Artık panik atak, semptomlar, tezahürü hakkında çok şey biliyorsunuz - nasıl tedavi edilir, ancak uzmanlar karar vermelidir. Nüfusun genel bilincinin yıllardır acı çekmemesi, poliklinik kabinleri kuşatma ve korkmadan ve utanmadan doktor tavsiyesi için bir psikoterapistin ne kadar önemli olduğunu anlamanız gerekir.

Panik bozukluğu tanısı için girişimsel bir yaklaşımla eğitilen bir psikoterapist, zamanında geçerli bir tanı koyabilmekte, etkili tedavi önerebilmekte, hastalık süresini kısaltabilmekte ve semptomların şiddetini azaltabilmektedir.

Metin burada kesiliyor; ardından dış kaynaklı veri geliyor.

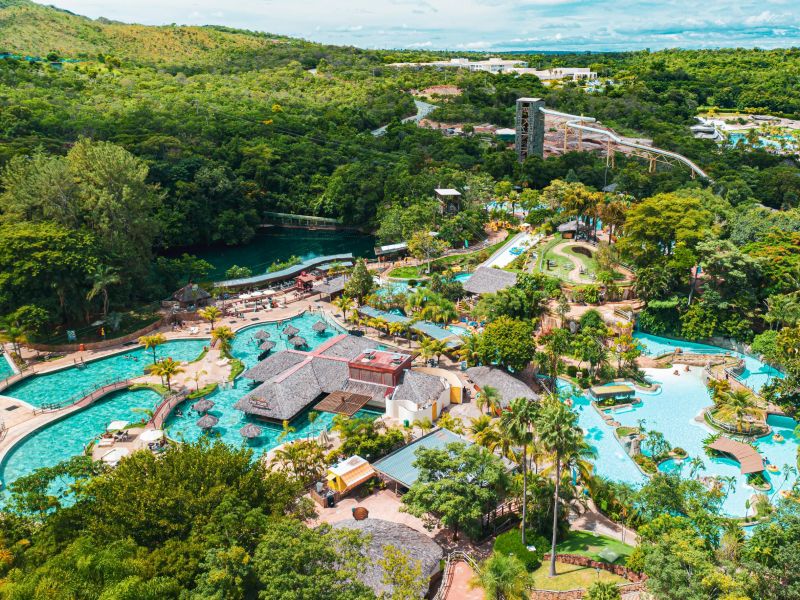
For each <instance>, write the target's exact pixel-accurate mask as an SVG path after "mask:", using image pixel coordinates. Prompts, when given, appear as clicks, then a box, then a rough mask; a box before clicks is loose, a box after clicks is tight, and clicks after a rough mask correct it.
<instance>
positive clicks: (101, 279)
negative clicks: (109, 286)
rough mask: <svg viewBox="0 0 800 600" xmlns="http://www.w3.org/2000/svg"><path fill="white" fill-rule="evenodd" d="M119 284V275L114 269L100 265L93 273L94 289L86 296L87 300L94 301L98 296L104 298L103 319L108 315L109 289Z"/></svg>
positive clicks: (90, 290)
mask: <svg viewBox="0 0 800 600" xmlns="http://www.w3.org/2000/svg"><path fill="white" fill-rule="evenodd" d="M119 282H120V278H119V273H117V270H116V269H115V268H113V267H109V266H107V265H98V266H97V267H95V268H94V270H93V271H92V288H91V289H90V290H89V293H87V294H86V299H87V300H92V299H93V298H94V297H95V296H97V295H98V294H100V295H101V296H103V317H105V316H106V315H107V314H108V288H109V286H112V285H114V284H117V283H119Z"/></svg>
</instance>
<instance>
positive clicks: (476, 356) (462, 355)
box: [456, 335, 481, 367]
mask: <svg viewBox="0 0 800 600" xmlns="http://www.w3.org/2000/svg"><path fill="white" fill-rule="evenodd" d="M480 341H481V338H480V336H478V335H470V336H467V339H465V340H464V344H463V345H462V346H461V347H460V348H459V349H458V351H457V352H456V354H457V355H458V358H460V359H461V360H463V361H464V362H466V363H467V366H468V367H474V366H475V365H477V364H478V362H480Z"/></svg>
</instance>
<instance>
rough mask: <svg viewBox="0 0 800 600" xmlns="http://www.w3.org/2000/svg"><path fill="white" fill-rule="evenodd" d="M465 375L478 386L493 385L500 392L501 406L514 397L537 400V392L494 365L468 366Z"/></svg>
mask: <svg viewBox="0 0 800 600" xmlns="http://www.w3.org/2000/svg"><path fill="white" fill-rule="evenodd" d="M467 377H469V378H470V380H472V382H473V383H474V384H475V385H477V386H478V387H479V388H485V387H493V388H494V389H496V390H497V391H498V393H499V394H500V403H501V405H502V407H503V408H505V407H506V406H508V405H509V403H510V402H511V401H512V400H513V399H514V398H527V399H528V400H538V399H539V394H537V393H536V392H534V391H533V390H532V389H531V388H530V387H528V385H527V384H526V383H525V382H523V381H520V380H519V379H517V378H516V377H514V376H513V375H511V374H509V373H506V372H505V371H503V370H502V369H498V368H496V367H470V368H469V369H467Z"/></svg>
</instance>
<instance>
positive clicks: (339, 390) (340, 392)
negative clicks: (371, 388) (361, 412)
mask: <svg viewBox="0 0 800 600" xmlns="http://www.w3.org/2000/svg"><path fill="white" fill-rule="evenodd" d="M370 400H372V396H368V395H366V394H357V393H356V392H349V391H346V390H336V391H335V392H332V393H330V394H328V395H327V396H325V398H324V399H323V400H322V402H320V403H319V404H317V405H316V406H315V407H314V410H320V411H323V412H332V413H336V414H339V415H347V416H348V417H352V416H353V415H354V414H356V413H357V412H358V411H359V410H361V409H362V408H364V405H366V404H367V402H369V401H370Z"/></svg>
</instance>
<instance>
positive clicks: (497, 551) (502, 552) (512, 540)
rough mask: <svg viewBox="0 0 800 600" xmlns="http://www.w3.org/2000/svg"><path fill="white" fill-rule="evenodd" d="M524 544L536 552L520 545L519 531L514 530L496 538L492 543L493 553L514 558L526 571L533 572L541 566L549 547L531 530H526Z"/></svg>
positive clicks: (541, 537)
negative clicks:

Ayrıca, panik bozukluğunun felsefi ve psikolojik bir görünümünü de belirtebilirsiniz: Bu hastalık, bir kişinin belirli bir imajının veya yaşam tarzının bir sonucudur. Bu, onun yanlış yaşadığı, bir şeyin böyle yapmadığı bir işarettir.

Şartlı olarak, herhangi birimizin hayatı birkaç alana ayrılabilir. Vücut bileşeni hakkında çok şey söylendiği ve yazıldığı için, vücudumuzun uygun beslenmeye, ölçülü fiziksel eforda, özenli bir bakıma, dinlenmeye ve bakıma ihtiyacı olduğunu hatırlayabilirsiniz. Psikolojik (veya kişisel) bileşen, aileyi, içindeki atmosferi, sevdiklerinizle olan ilişkilerin özelliklerini içerir.

Panik atak geçiren kişiler, bir saldırı sırasında çeşitli davranış kurallarını bilmek yararlıdır:

• olduğun yerde kal; Saldırı hayatı tehdit etmiyor ve her durumda 10-20 dakika boyunca kendi kendine geçecek, aşırı kibir ve atma sadece sağlık durumunu daha da kötüleştirecek;

• Mümkün olduğunca yavaşça, duraklamalarla (dakikada 10 nefes); hızlı solunum, anksiyeteyi artırır;

• çevredeki insanlar rahatsız etmekten kaçınmalı, bir kişinin yavaş bir nefes alma ritmi oluşturmasına izin vermelidir;

• Panik bozukluğu bir hastalık olmasına rağmen, suçlar arası dönemde bir kişi, günlük hayatın performansından kendi hayatının, işinin başarısı için sorumluluk almamıştır.